Biltong is a traditional South African snack consisting of dried, cured meat that has been seasoned with a specific blend of spices. Unlike beef jerky, which is typically smoked, biltong is air-dried and incorporates vinegar as a primary curing agent alongside salt, coriander, and black pepper. While beef is the most common base meat today, historical versions utilized indigenous game, reflecting a preservation method passed down by Dutch settlers in the 17th century and local populations.

insights Ranking position

Biltong ranks #32 of 170 in the Cured Meat ranking, behind Pastırma, ahead of Soppressata di Calabria.

help Biltong FAQ

What is the difference between biltong and American beef jerky?

Biltong is air-dried with no heat, using vinegar, salt, coriander, and pepper as primary seasonings, while beef jerky is typically smoked or dehydrated with heat and often uses sugar-heavy marinades. Biltong also tends to be cut thicker and retains a softer, more tender interior compared to the chewier texture of most jerky.
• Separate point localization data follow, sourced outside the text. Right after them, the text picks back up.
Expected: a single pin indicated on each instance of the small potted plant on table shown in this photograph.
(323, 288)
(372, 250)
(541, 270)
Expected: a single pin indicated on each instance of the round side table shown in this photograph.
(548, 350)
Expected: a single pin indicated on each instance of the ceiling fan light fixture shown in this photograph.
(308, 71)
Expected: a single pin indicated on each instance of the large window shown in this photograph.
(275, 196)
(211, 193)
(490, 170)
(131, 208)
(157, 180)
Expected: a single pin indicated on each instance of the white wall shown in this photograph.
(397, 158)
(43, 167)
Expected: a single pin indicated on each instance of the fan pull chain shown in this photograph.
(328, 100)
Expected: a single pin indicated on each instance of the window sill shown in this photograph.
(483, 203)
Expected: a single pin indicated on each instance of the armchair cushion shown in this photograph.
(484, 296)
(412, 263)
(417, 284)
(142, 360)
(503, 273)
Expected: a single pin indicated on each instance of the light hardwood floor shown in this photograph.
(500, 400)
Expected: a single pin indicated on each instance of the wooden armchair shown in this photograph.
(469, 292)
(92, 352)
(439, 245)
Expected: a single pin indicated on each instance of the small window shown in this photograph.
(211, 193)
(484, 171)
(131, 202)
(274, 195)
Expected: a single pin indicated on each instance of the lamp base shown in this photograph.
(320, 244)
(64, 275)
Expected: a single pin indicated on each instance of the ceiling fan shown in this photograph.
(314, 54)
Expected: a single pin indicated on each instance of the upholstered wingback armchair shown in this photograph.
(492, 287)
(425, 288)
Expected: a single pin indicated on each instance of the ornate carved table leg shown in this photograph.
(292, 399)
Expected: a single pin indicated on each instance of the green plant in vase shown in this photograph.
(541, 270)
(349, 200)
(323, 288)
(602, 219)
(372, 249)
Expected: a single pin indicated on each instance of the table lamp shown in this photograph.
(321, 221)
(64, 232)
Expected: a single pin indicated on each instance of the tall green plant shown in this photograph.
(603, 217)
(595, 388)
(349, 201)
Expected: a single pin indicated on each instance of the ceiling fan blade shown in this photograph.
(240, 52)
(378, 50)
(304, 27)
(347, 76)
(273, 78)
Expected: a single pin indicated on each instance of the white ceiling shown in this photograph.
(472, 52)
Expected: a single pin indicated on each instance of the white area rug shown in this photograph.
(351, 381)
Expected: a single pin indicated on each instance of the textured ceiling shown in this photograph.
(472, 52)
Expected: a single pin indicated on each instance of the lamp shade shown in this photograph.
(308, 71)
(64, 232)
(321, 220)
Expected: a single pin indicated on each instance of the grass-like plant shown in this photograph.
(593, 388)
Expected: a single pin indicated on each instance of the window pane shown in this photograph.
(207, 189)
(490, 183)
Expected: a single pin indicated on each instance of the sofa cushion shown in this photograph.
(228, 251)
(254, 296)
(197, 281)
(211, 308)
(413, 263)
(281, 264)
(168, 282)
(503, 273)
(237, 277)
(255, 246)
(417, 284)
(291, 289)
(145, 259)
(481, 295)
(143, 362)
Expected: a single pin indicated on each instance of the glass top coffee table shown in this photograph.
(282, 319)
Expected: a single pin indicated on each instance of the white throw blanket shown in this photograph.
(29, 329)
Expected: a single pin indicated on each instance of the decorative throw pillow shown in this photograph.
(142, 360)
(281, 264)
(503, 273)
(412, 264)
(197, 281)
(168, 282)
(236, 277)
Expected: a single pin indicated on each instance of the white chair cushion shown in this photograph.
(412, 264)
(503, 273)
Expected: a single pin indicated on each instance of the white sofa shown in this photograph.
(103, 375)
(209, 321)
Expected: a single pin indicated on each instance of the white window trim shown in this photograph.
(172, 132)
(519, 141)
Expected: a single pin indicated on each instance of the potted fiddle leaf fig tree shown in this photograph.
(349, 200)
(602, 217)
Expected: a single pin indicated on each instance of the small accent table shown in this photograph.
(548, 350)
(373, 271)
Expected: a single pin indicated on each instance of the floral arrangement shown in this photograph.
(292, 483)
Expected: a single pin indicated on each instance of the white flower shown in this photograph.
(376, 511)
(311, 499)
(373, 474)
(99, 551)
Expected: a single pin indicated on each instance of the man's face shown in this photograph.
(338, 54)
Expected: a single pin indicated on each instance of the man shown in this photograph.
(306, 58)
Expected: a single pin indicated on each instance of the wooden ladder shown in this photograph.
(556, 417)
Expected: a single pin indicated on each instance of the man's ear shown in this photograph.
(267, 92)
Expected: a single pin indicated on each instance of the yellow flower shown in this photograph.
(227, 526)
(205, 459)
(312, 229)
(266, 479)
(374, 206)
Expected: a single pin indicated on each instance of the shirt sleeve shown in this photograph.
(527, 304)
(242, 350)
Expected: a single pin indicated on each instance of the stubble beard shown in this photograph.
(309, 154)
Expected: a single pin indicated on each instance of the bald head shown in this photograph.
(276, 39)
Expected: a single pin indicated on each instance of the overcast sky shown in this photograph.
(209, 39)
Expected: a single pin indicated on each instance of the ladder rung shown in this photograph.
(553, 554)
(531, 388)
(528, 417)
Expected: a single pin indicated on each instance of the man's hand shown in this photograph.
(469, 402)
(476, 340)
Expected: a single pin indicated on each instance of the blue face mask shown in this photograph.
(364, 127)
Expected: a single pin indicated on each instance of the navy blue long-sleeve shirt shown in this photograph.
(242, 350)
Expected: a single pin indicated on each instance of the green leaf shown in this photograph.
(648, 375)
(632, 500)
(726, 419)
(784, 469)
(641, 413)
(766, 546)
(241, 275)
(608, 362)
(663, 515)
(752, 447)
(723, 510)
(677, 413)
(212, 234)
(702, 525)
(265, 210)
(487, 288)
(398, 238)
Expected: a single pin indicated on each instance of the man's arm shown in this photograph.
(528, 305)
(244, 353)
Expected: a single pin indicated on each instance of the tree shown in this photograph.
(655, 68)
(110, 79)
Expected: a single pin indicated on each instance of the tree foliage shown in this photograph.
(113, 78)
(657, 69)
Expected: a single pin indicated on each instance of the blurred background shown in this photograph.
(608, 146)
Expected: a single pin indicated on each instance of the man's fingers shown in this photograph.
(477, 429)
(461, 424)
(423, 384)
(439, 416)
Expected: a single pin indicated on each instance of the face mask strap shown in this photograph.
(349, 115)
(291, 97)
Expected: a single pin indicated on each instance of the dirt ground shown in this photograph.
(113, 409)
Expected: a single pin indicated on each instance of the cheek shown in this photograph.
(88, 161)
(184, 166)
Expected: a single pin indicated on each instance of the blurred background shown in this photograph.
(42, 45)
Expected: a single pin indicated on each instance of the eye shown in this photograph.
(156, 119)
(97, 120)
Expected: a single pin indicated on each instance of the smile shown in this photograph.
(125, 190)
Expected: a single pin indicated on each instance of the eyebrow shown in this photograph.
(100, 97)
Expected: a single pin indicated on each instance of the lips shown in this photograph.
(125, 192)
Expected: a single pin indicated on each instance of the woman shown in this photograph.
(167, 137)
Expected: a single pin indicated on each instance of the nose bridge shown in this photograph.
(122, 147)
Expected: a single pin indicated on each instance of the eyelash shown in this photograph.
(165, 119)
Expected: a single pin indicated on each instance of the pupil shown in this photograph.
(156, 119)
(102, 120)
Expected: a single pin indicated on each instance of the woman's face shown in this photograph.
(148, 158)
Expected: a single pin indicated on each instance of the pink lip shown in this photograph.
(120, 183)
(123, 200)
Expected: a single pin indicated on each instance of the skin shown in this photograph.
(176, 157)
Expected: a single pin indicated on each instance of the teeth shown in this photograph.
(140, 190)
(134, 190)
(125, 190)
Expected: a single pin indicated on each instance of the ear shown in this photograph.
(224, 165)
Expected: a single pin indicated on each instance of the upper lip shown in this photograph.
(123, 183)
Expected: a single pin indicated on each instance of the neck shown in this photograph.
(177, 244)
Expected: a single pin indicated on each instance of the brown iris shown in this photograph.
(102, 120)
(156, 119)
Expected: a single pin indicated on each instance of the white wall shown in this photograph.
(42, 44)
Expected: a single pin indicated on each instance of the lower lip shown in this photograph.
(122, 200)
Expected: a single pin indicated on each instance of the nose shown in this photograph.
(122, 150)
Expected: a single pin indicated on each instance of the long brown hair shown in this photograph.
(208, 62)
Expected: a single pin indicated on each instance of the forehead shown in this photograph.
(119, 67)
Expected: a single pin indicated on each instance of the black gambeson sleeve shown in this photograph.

What cuts of beef work best for making biltong at home?

Lean cuts like silverside, topside, or eye of round are preferred because fat can go rancid during the drying process. South African butchers traditionally use silverside, and the meat is cut into long strips along the grain before being soaked in vinegar and spiced.

Can biltong be made with game meat instead of beef?

Yes, in South Africa, game biltong made from kudu, springbok, ostrich, or wildebeest is widely popular and commonly sold in shops and at markets. Ostrich biltong in particular is prized for its lean profile and dark, rich flavor.

How long does biltong last without refrigeration?

Properly dried biltong can last for months without refrigeration if stored in a cool, dry, well-ventilated environment. However, if any moisture remains in the thickest parts of the meat, mold can develop, so many people in humid climates store it in paper bags rather than plastic.